Of course, it is natural for me who expresses tradition and contemporary time through oral storytelling to change the narratives I tell and the way I express them in contact with contemporary topics. But it worries me that I should use external solutions to create a listening situation, and I believe listening is essential to being able to participate in the experiences of others. Listening is strongly associated with the oral, if we cannot listen, we cannot be oral.

I have been tempted “to put up photos up on a wall/a screen”, but that is to remove some of the essence of telling a story verbally, namely the listener’s own ability to mentally imagine what happens in the story. It is through this ability that the listener owns the story and can reflect and interpret what is happening in the narrative. A story is unique in the sense that it brings us beyond the limits of our own lives, it gives us access to participate in the experiences of others in the past, present and future (Boyd, 2017, p. 6). Now, of course, there are many ways to convey a narrative, a story can be told through pictures, theater, music and the like.

I have nothing against visual media, I myself am both a gamer and enjoy watching good TV series, not to mention movies. I think it is great with good photos. But if you post on Facebook, for example, you have to top it with a photo so that others will be able to notice and show an interest in your writings.

The visual must not alone become the dominant means of communication. It is more about balancing the visual with expressions and activities where those present can imagine what is happening. The imagination and fantasy is not just something that is linked to a literary genre and play. It is absolutely necessary for us in our everyday lives. We experience life around us with “gaps” and to close the «gaps» we experience we must imagine scenarios, we must use our imagination.

The Internet has, with all its benefits, brought us into a visual cacophony and shortcuts that are easy to run on a tablet or into a communication situation. PowerPoint has become a necessary companion for the presenter. Yes, one might even be spending more time creating a visually striking PowerPoint, than practicing the multidimensional on the actual presentation. I write multidimensional, because there are three dimensions present when for instance telling a story: the verbal, the vocal and the gesture.

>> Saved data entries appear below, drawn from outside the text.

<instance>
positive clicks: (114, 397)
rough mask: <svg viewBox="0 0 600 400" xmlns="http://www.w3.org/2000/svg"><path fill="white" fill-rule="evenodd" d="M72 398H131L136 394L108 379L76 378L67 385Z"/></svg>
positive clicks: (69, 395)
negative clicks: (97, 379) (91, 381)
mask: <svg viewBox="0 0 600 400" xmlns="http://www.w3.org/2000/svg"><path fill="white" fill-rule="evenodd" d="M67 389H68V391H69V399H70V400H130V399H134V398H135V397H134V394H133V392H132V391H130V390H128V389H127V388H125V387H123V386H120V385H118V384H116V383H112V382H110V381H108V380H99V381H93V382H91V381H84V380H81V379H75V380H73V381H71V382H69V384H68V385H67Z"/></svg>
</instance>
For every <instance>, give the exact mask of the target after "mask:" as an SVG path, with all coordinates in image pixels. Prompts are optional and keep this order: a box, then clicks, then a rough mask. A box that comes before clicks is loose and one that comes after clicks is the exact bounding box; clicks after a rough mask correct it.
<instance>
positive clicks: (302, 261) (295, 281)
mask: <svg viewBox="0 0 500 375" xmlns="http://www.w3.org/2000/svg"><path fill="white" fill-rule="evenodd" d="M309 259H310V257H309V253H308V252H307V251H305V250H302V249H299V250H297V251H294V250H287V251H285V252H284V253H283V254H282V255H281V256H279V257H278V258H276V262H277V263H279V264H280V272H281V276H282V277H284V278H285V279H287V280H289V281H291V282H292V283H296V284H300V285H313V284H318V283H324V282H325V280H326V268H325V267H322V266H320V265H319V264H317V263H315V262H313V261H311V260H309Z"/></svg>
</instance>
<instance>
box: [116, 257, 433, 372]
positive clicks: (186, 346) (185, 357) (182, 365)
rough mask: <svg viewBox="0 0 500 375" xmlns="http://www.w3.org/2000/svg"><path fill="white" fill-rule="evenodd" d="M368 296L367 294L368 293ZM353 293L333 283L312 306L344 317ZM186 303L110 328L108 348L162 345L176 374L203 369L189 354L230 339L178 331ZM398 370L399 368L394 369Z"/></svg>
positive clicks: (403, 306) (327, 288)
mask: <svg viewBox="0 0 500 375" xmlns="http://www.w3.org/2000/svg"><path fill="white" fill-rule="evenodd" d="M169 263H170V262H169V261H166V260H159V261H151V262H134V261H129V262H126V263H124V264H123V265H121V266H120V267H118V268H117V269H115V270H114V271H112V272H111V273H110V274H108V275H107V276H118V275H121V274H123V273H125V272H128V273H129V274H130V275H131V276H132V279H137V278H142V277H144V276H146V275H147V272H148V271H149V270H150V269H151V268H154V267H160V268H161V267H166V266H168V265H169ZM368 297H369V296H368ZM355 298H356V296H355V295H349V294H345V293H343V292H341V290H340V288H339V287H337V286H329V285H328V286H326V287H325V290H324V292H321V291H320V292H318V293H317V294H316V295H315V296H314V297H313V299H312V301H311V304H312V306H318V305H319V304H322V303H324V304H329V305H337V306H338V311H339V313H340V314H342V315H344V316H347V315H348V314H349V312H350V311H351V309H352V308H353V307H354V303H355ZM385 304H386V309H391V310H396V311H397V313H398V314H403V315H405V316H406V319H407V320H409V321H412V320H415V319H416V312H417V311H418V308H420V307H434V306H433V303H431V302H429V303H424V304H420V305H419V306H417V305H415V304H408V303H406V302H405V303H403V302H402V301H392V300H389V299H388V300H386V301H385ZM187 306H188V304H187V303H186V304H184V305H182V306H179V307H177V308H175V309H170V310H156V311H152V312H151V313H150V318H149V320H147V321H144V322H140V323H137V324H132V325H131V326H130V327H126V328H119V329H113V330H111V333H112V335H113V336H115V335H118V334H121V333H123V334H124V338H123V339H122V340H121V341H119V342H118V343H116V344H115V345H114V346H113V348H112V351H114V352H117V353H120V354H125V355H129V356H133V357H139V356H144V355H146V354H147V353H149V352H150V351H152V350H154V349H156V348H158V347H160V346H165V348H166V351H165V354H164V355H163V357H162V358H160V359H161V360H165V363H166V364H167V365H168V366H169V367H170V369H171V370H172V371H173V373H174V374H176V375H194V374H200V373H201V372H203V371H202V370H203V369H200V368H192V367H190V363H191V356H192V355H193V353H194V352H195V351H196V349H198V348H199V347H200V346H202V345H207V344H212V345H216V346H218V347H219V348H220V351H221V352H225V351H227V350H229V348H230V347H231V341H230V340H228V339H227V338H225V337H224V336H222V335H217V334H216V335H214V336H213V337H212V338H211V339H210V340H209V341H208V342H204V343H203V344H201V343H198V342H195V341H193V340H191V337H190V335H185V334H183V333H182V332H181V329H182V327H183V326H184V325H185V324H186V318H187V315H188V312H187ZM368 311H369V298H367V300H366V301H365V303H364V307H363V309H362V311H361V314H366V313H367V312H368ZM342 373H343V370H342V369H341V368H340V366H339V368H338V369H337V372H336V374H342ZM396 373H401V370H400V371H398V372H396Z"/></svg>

This is present in every communicative situation, down to the conversation with others, this is there to make sure we can understand each other and imagine what is being communicated.

If we are constantly reducing our ability to imagine, then what will happen to our ability to empathize, how will vision and innovation come about? And not least, how can we be citizens in a democracy if we cannot listen to the opinions of others and imagine what they convey, without having to look down at the smartphone to look for a suitable entertaining image.

Source
Boyd, B. (2017). The evolution of stories: from mimesis to language, from fact to fiction. WIREs Cogn Sci.